Veterinary nursing


Ratification Date: 01 Mar 2020


All persons using the title ‘Veterinary Nurse’ must possess veterinary nurse qualifications and conform to standards appropriate to professional veterinary practice.

The standards should be subject to regular review by a national professional body.

The Veterinary Nurses Council of Australia (VNCA) and their Australian Veterinary Nurses and Technicians (AVNAT) Registration Scheme are recognised and supported by the Australian Veterinary Association.


Veterinary nurses are an integral part of modern veterinary practice. The registration, quality training, and continuing professional development of veterinary nurses are essential components of practice.

Veterinary nurses, under the direction, supervision and responsibility of veterinarians, provide nursing care to sick animals, and communicate with, and educate owners on the health care of their animals. The veterinary nurse also provides support to the veterinarian with technical work, surgical and peri-operative procedures, medical procedures, diagnostic testing and critical care. The veterinary profession benefits greatly when working as a team with appropriately educated and trained veterinary nurses.

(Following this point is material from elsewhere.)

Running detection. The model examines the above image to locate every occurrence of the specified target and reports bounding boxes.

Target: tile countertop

The national qualification for veterinary nurses is presently the vocational Certificate IV in Veterinary Nursing. The Australian Veterinary Association (AVA) policy advocates for a high-quality outcome for all students of veterinary nursing in Australia, irrespective of where they live, where they are trained, or where they are employed.

This outcome should be of an international standard and take into consideration the specific work, health and safety aspects of the veterinary workplace. All students commencing the vocational Certificate IV in Veterinary Nursing should have guaranteed access to a veterinary workplace and ideally should be employed. The AVA, representing the employers of veterinary nurses and technicians, has had, and continues to advocate for, continued input into the development of training packages relevant to veterinary nursing, and university curricula for veterinary technicians.

The terms, ‘Veterinary Nurse’ and ‘Veterinary Technician’, are presently becoming internationally interchangeable. Under current Australian legislation there is no consistent definition of ‘veterinary nurse’. The Western Australian Veterinary Surgeons Act, 1960 defines ‘veterinary nurse’ as a person authorised to perform prescribed veterinary services set out in the Veterinary Surgeons Regulations 1979. The Queensland Veterinary Surgeons Act, 1936 includes a definition of ‘animal nurse’, though no prescribed duties.

Outside of Western Australia, there is no regulation or statutory code of conduct, and no requirement to maintain currency and fitness to practice within veterinary nursing. The AVA supports the VNCA’s stated position that unqualified and unregulated veterinary support staff potentially expose the public and animal patients to harm, and increase liability for veterinary practices.1  Mandatory professional registration for veterinary nurses would bring rights and responsibilities, as well as increasing professionalism—to the benefit of the veterinary profession and the public it serves.

The Australian Veterinary Nurses and Technicians (AVNAT) Voluntary Registration Scheme was set up by the VNCA. By creating the AVNAT Registration Scheme, the VNCA has established a self-regulation program, which will set standards for the professional practice of veterinary nurses across Australia. This will complement the Accredited Veterinary Nurse Scheme (AVN) which was set up with the support of the National Industry Advisory Group for Veterinary Nursing and the AVA, to recognise excellence in Veterinary Nursing.

The ongoing advances in veterinary nursing knowledge and skills, including the work, health and safety requirements of the role, necessitate, in the public interest, that the title ‘Veterinary Nurse’ must be restricted to those who are suitably qualified and accepted into the AVNAT Voluntary Registration Scheme. These qualifications are also required to be eligible for membership of the VNCA.

Other relevant policies and position statements

Regulation of animal health service providers


  1. Veterinary Nurses Council of Australia 2019, Quality practice through standards and learning: Australian Veterinary Nurses and Technicians (AVNAT) Registration Scheme commencing 1 April 2019, viewed 25 March 2019,


  1. New Zealand Veterinary Nursing Association 2019, nzvna.org.nz Accessed June 2019
  2. American Veterinary Medical Association 2019, AVMA policy on Veterinary technicians. avma.org/KB/policies Accessed June 2019
  3. AVA Policy Regulation of Animal Health Service Providers.
  4. http://www.aaha.org/blog/NewStat/post/2018/11/28/509417/AAHA-announces-support-of-Veterinary-Nurse-Initiative.aspx


To advocate for, and support the registration of, veterinary nurses.